Is a sudden obsession with cheesecake baking a good thing? I mean, it’s not as if cheesecakes were the healthiest desserts on earth. On the other hand, when they are well done, they are amongst the most delicious desserts on earth. Or I think so anyway. As mine has a homemade jam on top made with blueberries, and blueberries are fruit, that is an excuse for eating fruit. Right? Also, I’m sure we can all think of worse obsessions in life. I won’t name any of them.

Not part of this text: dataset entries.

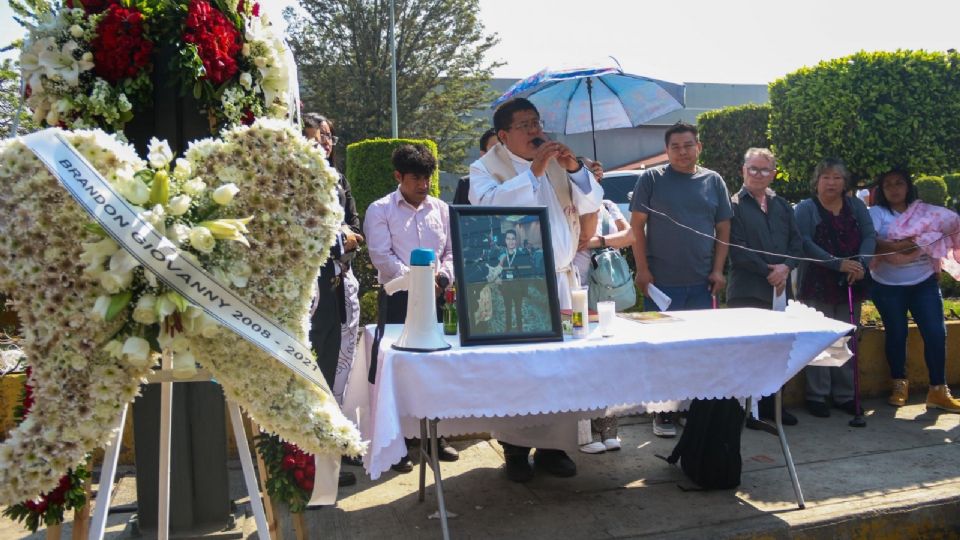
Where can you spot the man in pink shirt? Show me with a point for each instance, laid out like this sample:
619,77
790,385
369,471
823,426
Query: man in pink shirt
407,219
395,225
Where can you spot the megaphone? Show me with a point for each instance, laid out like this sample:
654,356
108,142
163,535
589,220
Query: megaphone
421,331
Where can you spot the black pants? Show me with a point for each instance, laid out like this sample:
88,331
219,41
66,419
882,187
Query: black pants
325,324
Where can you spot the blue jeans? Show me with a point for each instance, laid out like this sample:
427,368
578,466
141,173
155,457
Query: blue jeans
925,303
683,298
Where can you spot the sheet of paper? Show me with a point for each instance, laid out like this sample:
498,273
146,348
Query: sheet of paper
662,300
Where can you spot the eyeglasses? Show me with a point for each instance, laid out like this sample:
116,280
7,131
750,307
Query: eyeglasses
528,125
754,171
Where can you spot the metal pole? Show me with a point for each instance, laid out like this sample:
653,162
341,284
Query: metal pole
593,131
394,129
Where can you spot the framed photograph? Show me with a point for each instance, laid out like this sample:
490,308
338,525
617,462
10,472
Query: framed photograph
506,277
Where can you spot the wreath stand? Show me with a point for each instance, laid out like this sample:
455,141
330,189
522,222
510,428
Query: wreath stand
165,378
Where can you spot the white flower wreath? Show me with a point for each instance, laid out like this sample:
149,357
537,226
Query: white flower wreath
256,208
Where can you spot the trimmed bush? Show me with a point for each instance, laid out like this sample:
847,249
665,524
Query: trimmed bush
874,110
932,190
370,170
727,133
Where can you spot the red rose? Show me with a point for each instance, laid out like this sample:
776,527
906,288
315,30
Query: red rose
217,41
120,49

Just one week ago I decided to venture out of my absurd afraid of making cheesecakes zone, and actually make one. Typical of me, I did not religiously follow any one single recipe. I browsed through my Cheesecakes comme à New York cookbook and went through some of my favourite baking blogs, with notable mentions to Jessica’s no bake cheesecakes in What Jessica Baked Next, and Rosa’s cheesecakes in Pemberly Cup & Cakes. I opted for a yes bake cheesecake at the end. With so much inspiration to choose from, I thought I would try to make a sort of simple cheesecake to begin with. My own invention which would be a mish mash of many of the recipes I read that day, and which would later be modified again because it was Sunday afternoon, and as I ventured out to look for some of the ingredients I was missing, they would indeed still be missing – because it was Sunday afternoon – so I had to do a bit more re-invention.
It’s strange how our fears freeze us. I had guessed that I would have to go through a lengthy process of recipe development before making a decent cheesecake. I envisioned having to force feed the Papaya Pieces household & friends with runny liquid, dodgy tasting cheesecake for about four attempts before landing on a good one. But no! I’m still blowing kisses to my own cheeks for making the most marvellous cheesecake in the first attempt. And I am actually a modest person. The first attempt was last weeks. I, cough cough, did not make photos of it. But I decided to make another one last night, yes, in so little time, just so that I could photograph it and put it into this blog, so that I could look it up if I ever wanted to make it again. Here it is.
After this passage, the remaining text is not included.